Skąd taki wniosek? Skoro napisał Pan na tym forum takie zdanie, to prawdopodobnie był Pan świadkiem takiej sytuacji. Tak było, czy to jedynie taki Pana aktualny światopogląd?
--
[VaGla] Vigilant Android Generated for Logical Assassination

pobicie to fakt w celu wymuszenia zeznan

cóż. wiec ja dostałem wpie*** w stopy, brzuch, uda, plecy, ślady były wszędzie. na pogotowiu i w późniejszym policyjnym raporcie oraz w późniejszym śledztwie prowadzonym poprzez prokuraturę z innego miasta dowiedziałem się, że próbowałem uciec z głównej komendy przez 5-cio metrowy płot, za którym płynie rzeka i tam też mnie ponoć złapano (no fantazji funkcjonariuszom mogę pozazdrościć), a tak faktycznie to zajście miało miejsce w pokoju przy obecności i udziale 5 funkcjonariuszy. wiec metody tego typu jak najbardziej są stosowane. pozdr i na pohybel tym pięciu.

Można tak skonstruować

Można tak skonstruować hasło, żeby było do pewnego stopnia odporne na tą metodę.

po linii najmniejszego oporu :)

Maciej_Szmit's picture

Bo przeszukanie dysków jest łatwe w porównaniu do innych metod.
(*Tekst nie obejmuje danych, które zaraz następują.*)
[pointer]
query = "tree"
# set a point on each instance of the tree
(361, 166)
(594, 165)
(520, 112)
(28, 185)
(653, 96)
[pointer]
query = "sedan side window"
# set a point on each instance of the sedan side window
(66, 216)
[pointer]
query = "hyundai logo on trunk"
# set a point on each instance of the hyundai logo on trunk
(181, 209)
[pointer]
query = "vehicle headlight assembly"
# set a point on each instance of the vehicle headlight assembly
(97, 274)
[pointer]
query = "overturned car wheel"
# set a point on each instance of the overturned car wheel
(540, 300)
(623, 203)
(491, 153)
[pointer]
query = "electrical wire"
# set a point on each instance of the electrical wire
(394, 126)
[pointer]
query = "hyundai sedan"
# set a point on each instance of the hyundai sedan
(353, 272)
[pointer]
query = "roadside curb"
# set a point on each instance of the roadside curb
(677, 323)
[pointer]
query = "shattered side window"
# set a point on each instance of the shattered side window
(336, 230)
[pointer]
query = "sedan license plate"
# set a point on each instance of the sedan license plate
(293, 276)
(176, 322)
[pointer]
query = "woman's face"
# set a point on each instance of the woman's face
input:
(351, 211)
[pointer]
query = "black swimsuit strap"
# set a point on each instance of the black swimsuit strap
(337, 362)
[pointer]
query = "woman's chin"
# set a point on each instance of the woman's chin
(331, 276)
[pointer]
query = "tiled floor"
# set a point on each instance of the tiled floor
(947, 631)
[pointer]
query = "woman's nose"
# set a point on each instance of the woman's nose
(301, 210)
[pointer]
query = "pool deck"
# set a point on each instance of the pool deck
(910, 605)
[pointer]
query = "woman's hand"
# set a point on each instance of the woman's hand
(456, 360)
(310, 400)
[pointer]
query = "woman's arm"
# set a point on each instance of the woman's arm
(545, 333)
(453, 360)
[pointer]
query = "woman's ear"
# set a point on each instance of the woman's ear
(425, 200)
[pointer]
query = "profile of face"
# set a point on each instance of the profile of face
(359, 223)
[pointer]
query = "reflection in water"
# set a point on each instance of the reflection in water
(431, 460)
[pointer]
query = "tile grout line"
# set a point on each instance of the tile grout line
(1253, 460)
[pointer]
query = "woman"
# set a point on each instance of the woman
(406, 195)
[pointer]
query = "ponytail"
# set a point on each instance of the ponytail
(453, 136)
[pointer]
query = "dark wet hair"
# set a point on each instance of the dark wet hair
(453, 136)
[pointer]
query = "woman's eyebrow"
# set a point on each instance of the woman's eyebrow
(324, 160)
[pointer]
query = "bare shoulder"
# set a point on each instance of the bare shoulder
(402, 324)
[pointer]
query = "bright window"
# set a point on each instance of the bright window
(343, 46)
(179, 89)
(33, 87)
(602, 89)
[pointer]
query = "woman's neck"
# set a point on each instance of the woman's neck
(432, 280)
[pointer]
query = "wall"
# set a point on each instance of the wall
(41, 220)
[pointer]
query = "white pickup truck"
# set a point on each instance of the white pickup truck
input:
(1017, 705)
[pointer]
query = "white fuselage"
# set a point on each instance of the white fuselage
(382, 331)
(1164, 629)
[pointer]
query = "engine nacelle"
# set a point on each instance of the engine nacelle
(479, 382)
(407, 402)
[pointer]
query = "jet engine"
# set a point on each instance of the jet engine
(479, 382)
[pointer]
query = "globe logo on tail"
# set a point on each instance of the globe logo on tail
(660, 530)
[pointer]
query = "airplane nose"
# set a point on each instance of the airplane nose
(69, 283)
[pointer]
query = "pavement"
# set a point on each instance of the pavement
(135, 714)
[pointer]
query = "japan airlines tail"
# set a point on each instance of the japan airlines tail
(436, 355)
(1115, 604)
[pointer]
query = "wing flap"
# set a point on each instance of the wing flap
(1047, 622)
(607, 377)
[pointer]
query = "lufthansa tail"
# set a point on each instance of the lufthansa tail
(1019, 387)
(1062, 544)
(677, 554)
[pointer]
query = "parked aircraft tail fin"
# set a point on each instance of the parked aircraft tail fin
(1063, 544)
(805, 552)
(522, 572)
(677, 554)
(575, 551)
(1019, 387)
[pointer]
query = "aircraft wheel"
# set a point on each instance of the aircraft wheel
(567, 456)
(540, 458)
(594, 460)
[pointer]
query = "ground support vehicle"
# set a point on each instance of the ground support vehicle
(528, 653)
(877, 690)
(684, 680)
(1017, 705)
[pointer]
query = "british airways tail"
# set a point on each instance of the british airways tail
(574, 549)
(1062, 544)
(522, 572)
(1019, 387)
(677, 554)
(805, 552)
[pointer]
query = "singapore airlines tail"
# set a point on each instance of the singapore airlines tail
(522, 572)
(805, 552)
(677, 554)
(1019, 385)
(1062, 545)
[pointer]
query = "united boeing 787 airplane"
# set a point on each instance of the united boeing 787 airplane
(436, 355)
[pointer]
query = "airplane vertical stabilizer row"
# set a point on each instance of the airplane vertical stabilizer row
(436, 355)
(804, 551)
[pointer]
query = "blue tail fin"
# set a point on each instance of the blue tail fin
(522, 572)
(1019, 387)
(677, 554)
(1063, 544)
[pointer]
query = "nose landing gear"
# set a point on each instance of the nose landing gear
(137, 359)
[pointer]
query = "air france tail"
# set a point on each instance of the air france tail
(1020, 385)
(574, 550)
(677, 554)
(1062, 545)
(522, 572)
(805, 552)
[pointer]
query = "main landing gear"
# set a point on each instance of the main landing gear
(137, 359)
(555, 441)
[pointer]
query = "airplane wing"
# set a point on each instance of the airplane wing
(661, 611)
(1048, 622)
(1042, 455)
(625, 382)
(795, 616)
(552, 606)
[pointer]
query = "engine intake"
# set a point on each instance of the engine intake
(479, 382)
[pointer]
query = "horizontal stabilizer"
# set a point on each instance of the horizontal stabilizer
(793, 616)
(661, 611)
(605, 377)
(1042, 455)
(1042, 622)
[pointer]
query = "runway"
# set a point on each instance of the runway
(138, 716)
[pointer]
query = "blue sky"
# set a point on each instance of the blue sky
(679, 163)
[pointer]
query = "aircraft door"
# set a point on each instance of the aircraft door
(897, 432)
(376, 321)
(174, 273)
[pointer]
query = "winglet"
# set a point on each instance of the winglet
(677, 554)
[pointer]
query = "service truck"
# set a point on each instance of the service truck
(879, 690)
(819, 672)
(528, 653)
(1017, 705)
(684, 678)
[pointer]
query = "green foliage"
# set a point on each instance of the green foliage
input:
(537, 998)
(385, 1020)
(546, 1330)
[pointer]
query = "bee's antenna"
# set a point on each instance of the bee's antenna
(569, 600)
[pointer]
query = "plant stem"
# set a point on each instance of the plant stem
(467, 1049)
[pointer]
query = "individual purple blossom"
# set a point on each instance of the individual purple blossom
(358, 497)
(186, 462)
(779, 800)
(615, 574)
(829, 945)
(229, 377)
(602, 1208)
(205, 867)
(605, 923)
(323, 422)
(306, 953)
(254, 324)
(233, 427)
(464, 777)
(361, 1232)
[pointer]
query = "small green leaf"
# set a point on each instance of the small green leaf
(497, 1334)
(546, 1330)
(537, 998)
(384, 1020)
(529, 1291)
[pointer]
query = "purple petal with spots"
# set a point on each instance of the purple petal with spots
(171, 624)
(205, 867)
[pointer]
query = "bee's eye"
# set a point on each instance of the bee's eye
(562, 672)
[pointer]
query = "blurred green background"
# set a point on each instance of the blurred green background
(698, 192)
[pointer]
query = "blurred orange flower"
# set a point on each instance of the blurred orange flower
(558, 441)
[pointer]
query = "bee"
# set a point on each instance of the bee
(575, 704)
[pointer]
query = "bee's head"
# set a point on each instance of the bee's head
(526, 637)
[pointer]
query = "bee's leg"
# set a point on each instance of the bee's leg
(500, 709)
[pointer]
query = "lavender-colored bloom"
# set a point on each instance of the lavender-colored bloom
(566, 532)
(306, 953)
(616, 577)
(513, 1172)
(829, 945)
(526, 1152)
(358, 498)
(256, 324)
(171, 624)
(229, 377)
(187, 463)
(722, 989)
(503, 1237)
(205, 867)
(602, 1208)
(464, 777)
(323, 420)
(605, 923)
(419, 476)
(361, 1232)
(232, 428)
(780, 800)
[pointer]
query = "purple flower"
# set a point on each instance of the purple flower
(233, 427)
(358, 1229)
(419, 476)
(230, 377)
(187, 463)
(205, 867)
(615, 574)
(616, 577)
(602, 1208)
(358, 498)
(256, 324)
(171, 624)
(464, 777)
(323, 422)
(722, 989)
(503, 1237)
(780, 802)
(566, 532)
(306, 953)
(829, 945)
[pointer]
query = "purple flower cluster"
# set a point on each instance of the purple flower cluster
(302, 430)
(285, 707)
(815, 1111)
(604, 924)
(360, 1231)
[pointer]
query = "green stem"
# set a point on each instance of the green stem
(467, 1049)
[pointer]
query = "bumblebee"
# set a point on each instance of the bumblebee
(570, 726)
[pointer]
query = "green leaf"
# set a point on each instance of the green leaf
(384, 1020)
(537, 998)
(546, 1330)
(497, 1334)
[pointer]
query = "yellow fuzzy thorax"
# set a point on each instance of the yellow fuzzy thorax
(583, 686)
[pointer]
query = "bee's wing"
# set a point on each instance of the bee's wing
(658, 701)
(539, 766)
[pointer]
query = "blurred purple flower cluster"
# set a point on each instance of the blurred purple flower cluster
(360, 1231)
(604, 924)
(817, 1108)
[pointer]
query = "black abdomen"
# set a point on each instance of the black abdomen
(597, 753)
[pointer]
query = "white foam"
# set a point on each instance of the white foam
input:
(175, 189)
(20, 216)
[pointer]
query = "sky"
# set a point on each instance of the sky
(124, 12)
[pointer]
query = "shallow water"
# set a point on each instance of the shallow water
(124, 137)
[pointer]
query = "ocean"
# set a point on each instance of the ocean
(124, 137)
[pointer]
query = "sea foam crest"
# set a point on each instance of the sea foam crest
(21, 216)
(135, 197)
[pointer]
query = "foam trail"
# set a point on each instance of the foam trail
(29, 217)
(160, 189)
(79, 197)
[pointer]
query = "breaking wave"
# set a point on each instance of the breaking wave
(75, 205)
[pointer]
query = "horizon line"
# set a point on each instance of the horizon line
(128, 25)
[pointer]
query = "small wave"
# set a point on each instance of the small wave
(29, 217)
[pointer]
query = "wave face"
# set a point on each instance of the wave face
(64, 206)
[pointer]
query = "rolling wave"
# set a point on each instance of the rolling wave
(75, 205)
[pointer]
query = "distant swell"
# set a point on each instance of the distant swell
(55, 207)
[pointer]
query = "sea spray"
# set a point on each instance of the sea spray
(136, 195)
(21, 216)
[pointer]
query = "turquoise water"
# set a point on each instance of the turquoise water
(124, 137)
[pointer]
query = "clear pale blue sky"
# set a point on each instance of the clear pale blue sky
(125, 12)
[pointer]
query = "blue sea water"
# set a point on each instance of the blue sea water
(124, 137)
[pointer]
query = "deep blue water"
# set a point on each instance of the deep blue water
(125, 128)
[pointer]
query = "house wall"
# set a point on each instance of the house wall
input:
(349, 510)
Wywlekamy dysk, wołamy biegłego i mamy wyniki za małe pieniądze. Ale to nie jest jedyna metoda ani jedyny możliwy ślad. Można przechwycić ruch sieciowy na routerze, można (w przypadku sieci P2P) zapisać IP logi wskazujące na IP komputera który nielegalnie udostępniał to i owo. W końcu karalne jest nie posiadanie (programów) ale ich pozyskiwanie, ewentualnie rozpowszechnianie, zatem trzeba wykazać, że podejrzany pozyskiwał/rozpowszechniał a nie że cały czas posiada.
Przy okazji: praktyka przesłuchiwania najpierw jako świadka a potem jako podejrzanego to nie jest najładniejsze co sobie można wyobrazić ale czasami niestety trudna do uniknięcia (trzeba kogoś spytać "do kogo należy ten komputer" a trudno pierwszego z brzegu domownika traktować jak podejrzanego), natomiast nikogo nie można zmusić do składania zeznań przeciwko sobie i najbliższym (z dokładnością do więźniów Guantanamo :)) ani karać za zapomnienie hasła. Ale jak mówię - przeszukanie zawartości dysków to nie jest jedyny środek dowodowy choć w praktyce łatwy do zastosowania

Przeszukanie dysków jest

Przeszukanie dysków jest łatwe bo pozostałe metody są naprawdę trudne. Jak udowodnisz komuś że dany "prostokąt" na wykresie pobieranych danych to tak naprawdę film? Wszyscy sieciowcy patrząc na coś takiego powiedzą Ci "O film sobie ściaga". Ale na pytanie jaki już Ci nie odpowiedzą. Aktualnie wszystkie rozwijane sieci P2P stosują szyfrowanie i kompresję danych. Wyciągnięcie ich w większości przypadków nic nie daje bo i tak pliki te są doskonale pofragmentowane, a informacja o tym, co to tak naprawdę jest, często znajduje się zupełnie gdzie indziej i nie jest przesyłana po sieci (np. Torrent). Są jeszcze trojany, no ale to już podchodzi pod podsłuch. Można też wabić ludzi na strony niby z danymi i potem udowadniać im chęć pobrania czegoś takiego, no ale u nas samo pobieranie nielegalne zbytnio nie jest.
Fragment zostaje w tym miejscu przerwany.